Filming for upcoming DC film Aquaman is well underway, but it seems there’s one major challenge to making a film set in the ocean. You guessed it: water.

Before our internet boyfriend Jason Momoa protects Atlantis from whatever is going to cause strife in the standalone film, he’ll become a fish (of sorts) out of water in Justice League, alongside Ben Affleck, Henry Cavill, Gal Gadot, and Ezra Miller. That’ll hit theaters on November 17th, with Aquaman swimming onto screens on December 21st, 2018.

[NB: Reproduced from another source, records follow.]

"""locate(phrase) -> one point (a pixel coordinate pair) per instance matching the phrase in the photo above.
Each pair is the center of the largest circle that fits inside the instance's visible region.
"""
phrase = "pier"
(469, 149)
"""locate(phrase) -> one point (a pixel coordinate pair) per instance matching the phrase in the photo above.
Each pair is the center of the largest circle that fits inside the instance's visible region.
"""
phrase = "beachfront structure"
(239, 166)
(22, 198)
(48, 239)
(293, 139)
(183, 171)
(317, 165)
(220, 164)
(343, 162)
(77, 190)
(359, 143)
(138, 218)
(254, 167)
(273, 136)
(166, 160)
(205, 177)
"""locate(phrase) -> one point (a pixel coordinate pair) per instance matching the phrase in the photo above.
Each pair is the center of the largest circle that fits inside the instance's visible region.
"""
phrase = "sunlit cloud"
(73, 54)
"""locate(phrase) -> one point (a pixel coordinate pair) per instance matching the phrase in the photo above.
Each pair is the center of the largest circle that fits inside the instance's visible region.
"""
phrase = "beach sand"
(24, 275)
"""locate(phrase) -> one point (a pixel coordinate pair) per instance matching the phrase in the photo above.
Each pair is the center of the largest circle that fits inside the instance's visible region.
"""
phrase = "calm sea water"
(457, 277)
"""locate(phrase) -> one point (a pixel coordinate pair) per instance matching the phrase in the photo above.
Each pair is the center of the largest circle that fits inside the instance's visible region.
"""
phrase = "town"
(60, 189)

Now, we’re really excited to see Atlantis in all its glory in Aquaman, but according to director James Wan, it isn’t easy making a movie where everyone’s underwater a lot of the time.

“It’s a very technically challenging shoot to be on,” Wan told The Hollywood Reporter. “Working with water, and even the dry-for-wet sequences are very complex…Our equivalent of two people sitting around chatting in the underwater world is super complicated. You have to think about CG with the hair, and how their clothing moves, how are they floating, what kind of rig we put them on and all that stuff.”

You may be wondering how water could be an issue for a film set in and around water.

This *is* Aquaman, after all. Wan stressed to THR he’s been avoiding CGI for as much of the film as possible, using the actors in as much of the underwater scenes as he can. So, it’s been purposefully more difficult, but it will hopefully be for the better in the long run.

“That just makes it very difficult and time-sucking and time-challenging to do all of this,” Wan added. “So it’s not an easy shoot — but hopefully it will pay off in spades down the line.”

This sounds really badass, and we can’t wait to see Momoa, Nicole Kidman, Dolph Lundgren, Patrick Wilson, Amber Heard, and Willem Dafoe in action when Aquaman hits theaters in 2018.